Across 12-, 24-, and 36-hour windows, hurricanes now see mean peak intensification rates that are at least 26% higher than 5 decades ago.

“Seeing that rate more than double across a 24-hour or 36-hour window was something that definitely caught my attention.”

The data also show worrying increases in the rates at which relatively small storms become major hurricanes, defined as a category 3 storm or stronger. There’s now an 8% chance that a given storm will move from category 1 to category 3 or above within 24 hours, compared with 3% in the past.

“Seeing that rate more than double across a 24-hour or 36-hour window was something that definitely caught my attention,” Garner said.

The trend is even more pronounced among the storms that intensified the most. Between 1971 and 1990, just 13 storms grew from tropical storms to major hurricanes in 36 hours. In the past 20 years, 49 storms made that jump—something that’s statistically impossible without a corresponding increase in intensification rates, according to Garner’s research.
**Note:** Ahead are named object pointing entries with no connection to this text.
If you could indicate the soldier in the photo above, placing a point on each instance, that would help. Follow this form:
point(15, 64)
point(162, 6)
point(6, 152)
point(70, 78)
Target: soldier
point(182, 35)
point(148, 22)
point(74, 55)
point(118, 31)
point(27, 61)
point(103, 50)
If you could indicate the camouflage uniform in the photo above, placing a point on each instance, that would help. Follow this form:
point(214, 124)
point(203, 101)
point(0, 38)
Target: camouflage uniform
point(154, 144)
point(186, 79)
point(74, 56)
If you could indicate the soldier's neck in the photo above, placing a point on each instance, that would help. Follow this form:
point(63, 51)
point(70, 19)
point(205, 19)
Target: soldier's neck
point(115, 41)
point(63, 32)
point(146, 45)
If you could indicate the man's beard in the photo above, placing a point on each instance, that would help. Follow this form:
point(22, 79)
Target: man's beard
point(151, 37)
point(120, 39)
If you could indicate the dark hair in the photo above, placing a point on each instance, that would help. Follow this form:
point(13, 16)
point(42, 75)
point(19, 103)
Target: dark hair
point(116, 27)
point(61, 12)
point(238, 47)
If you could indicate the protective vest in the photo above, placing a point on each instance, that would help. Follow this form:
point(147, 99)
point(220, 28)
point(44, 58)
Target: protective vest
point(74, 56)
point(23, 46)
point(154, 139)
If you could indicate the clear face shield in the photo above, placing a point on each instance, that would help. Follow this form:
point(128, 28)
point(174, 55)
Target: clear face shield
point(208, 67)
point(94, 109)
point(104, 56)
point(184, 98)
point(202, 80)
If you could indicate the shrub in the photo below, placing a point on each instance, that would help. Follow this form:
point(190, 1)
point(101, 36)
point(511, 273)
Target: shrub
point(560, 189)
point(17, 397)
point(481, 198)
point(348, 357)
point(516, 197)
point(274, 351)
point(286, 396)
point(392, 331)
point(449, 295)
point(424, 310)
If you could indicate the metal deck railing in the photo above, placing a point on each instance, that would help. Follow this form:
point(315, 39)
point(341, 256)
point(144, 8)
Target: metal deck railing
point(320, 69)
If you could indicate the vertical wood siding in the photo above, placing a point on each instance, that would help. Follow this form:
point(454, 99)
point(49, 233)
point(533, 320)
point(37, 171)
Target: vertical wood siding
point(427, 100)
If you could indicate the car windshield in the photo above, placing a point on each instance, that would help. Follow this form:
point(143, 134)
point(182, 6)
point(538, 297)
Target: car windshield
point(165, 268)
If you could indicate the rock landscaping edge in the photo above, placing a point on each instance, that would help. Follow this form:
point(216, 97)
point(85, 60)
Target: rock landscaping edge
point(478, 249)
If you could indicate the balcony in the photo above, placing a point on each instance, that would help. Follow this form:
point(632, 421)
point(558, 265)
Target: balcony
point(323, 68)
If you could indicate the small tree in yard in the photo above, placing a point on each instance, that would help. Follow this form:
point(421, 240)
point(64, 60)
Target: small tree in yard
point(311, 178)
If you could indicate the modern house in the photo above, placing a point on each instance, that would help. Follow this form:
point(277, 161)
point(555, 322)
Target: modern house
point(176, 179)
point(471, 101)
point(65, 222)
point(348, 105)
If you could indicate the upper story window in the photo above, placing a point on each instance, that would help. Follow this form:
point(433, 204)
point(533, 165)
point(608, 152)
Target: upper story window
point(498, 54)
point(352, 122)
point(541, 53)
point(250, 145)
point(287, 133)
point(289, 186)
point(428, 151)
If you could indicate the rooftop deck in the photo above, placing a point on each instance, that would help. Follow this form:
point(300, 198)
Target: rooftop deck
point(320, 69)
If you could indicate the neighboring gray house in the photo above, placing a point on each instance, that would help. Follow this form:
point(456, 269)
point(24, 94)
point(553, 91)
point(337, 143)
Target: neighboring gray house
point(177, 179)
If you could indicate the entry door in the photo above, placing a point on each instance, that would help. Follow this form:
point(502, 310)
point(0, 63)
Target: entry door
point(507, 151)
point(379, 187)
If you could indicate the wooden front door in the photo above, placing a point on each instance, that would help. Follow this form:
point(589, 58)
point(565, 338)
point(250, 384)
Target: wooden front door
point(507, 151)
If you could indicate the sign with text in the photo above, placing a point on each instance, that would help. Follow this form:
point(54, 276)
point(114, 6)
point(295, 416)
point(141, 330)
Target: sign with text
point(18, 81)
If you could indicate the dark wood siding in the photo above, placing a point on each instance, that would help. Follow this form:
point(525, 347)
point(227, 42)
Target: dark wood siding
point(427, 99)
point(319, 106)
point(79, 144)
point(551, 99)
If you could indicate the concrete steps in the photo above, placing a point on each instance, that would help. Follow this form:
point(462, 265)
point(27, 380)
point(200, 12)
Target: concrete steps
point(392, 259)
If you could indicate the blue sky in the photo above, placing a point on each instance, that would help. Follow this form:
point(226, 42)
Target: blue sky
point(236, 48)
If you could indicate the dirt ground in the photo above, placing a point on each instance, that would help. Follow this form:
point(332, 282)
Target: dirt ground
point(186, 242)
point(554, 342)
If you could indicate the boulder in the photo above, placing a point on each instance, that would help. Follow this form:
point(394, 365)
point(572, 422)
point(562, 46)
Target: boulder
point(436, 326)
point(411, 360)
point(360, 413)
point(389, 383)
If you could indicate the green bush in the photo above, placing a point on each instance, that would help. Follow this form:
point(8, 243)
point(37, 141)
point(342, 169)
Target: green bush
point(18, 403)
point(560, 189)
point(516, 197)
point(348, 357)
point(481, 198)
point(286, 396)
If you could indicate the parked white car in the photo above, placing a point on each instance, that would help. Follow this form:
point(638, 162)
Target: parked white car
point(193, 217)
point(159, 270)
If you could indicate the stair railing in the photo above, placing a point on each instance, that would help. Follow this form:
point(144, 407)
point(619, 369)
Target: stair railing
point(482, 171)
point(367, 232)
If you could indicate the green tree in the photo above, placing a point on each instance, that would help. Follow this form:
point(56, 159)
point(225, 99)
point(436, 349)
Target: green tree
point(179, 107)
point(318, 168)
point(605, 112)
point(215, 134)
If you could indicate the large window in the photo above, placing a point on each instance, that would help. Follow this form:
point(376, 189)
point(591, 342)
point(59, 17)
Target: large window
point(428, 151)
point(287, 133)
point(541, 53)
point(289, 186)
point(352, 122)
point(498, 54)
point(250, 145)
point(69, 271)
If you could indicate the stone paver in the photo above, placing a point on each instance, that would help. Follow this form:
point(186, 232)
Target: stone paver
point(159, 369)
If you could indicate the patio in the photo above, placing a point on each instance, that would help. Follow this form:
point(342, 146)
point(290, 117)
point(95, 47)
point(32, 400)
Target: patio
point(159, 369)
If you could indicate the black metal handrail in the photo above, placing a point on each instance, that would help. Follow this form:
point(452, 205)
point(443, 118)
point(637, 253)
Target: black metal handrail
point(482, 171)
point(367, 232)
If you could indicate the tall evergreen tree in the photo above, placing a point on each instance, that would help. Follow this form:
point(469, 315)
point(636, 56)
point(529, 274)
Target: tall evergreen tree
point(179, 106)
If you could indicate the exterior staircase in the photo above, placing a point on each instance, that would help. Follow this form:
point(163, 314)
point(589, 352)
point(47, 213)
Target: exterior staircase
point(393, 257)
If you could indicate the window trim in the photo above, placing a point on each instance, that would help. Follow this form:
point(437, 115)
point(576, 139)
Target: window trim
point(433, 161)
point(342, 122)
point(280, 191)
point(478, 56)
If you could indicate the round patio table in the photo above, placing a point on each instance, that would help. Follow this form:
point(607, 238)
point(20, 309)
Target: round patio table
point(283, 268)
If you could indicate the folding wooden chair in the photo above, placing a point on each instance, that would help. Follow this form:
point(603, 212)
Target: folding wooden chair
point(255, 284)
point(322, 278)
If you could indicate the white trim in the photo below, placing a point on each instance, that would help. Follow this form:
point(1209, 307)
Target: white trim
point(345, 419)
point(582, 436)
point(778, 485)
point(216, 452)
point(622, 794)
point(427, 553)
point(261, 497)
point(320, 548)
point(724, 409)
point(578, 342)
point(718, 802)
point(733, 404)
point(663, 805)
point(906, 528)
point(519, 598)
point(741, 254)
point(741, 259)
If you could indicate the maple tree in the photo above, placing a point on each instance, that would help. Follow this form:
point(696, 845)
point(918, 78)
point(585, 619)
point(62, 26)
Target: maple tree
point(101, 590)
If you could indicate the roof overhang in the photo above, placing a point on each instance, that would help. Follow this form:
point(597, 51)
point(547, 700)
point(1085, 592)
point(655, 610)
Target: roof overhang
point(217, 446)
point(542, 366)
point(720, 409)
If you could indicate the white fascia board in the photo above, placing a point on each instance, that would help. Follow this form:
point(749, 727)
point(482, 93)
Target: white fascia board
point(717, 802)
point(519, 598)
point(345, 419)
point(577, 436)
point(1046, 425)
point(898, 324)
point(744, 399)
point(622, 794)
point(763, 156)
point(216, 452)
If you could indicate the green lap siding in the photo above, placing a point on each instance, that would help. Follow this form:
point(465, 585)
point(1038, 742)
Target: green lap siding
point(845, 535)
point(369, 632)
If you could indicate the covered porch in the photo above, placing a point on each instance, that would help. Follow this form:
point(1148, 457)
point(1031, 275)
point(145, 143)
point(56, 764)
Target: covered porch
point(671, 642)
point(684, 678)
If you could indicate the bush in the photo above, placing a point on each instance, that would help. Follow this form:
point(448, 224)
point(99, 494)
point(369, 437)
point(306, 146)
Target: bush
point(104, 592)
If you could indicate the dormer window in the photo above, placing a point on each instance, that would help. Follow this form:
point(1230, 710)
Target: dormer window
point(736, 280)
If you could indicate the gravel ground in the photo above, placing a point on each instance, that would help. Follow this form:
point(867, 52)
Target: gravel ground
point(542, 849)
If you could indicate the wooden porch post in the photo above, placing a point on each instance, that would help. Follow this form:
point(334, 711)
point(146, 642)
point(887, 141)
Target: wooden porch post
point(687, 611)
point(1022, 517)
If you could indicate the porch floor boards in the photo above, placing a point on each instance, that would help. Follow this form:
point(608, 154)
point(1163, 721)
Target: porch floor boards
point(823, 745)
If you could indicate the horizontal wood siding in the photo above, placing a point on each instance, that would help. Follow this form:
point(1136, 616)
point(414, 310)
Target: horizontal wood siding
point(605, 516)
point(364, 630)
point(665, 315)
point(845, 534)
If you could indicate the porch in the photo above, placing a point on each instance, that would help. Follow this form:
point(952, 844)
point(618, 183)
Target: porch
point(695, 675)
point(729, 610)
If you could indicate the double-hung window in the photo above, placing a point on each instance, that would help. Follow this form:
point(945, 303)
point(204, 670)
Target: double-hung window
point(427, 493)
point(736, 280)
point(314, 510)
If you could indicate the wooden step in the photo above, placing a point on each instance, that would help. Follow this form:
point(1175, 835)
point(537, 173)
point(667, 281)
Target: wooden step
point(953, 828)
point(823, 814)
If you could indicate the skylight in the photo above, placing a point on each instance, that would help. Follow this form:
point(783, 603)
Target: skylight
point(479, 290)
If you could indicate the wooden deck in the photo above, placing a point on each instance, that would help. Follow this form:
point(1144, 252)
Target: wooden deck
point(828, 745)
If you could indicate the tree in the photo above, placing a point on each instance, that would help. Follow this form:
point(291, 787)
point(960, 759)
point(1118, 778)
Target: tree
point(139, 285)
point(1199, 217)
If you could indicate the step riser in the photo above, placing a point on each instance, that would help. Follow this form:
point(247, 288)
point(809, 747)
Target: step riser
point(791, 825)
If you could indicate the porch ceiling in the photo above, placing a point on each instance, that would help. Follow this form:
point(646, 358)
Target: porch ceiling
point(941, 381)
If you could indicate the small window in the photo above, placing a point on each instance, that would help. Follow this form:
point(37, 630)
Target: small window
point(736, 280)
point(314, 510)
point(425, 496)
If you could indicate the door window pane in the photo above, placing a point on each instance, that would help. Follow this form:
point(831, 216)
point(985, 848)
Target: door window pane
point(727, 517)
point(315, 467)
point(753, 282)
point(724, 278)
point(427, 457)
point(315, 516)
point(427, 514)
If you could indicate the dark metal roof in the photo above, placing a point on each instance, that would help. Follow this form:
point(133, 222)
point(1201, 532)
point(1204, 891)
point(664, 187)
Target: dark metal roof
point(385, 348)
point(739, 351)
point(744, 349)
Garner found increases in the odds of a hurricane intensifying rapidly along the U.S. Atlantic coast, as well as in the southern Caribbean and the tropical eastern Atlantic, but not in the Gulf of Mexico. It’s also becoming more likely for storms to intensify when they’re near the coast, as opposed to far out over the ocean, she found. That could make forecasting and preparing for strong storms even more difficult.

Stronger Storms Surge

The paper lines up with previous studies showing increases in hurricane intensification in the Atlantic and beyond, including near coasts. But where other studies focused on specific regions and often looked only at hurricanes that intensified rapidly, the new study is much broader, Balaguru said. Garner showed that regardless of location or hurricane strength, the same trend holds.

“You kind of arrive at the same conclusion, no matter which way you look at it,” he said.

The research is also pointing to future directions for new research, said Gregory Foltz, an oceanographer with NOAA. “The patterns of where the intensification rates are increasing in the Atlantic basin. . .are pretty interesting,” he said.

For example, it’s not quite clear why hurricanes are intensifying more rapidly near coasts and why some regions are seeing more intensification than others. Although it’s clear that warmer ocean waters create stronger hurricanes, the dueling effects of other factors such as humidity, wind shear, and atmospheric rotation also need to be better studied, Foltz said.

For now, what’s abundantly clear is that hurricanes seem poised to grow stronger faster in coming decades. That’s certainly cause for alarm, but, Garner stressed, there are seeds of hope embedded in that trend as well.

“Because we’ve been the cause of warming ocean waters, we can also be the solution and change our behavior and limit additional warming,” she said.

—Nathaniel Scharping (@nathanielscharp), Science Writer

Correction, 1 December 2023: The intermediate era has been updated to the correct range.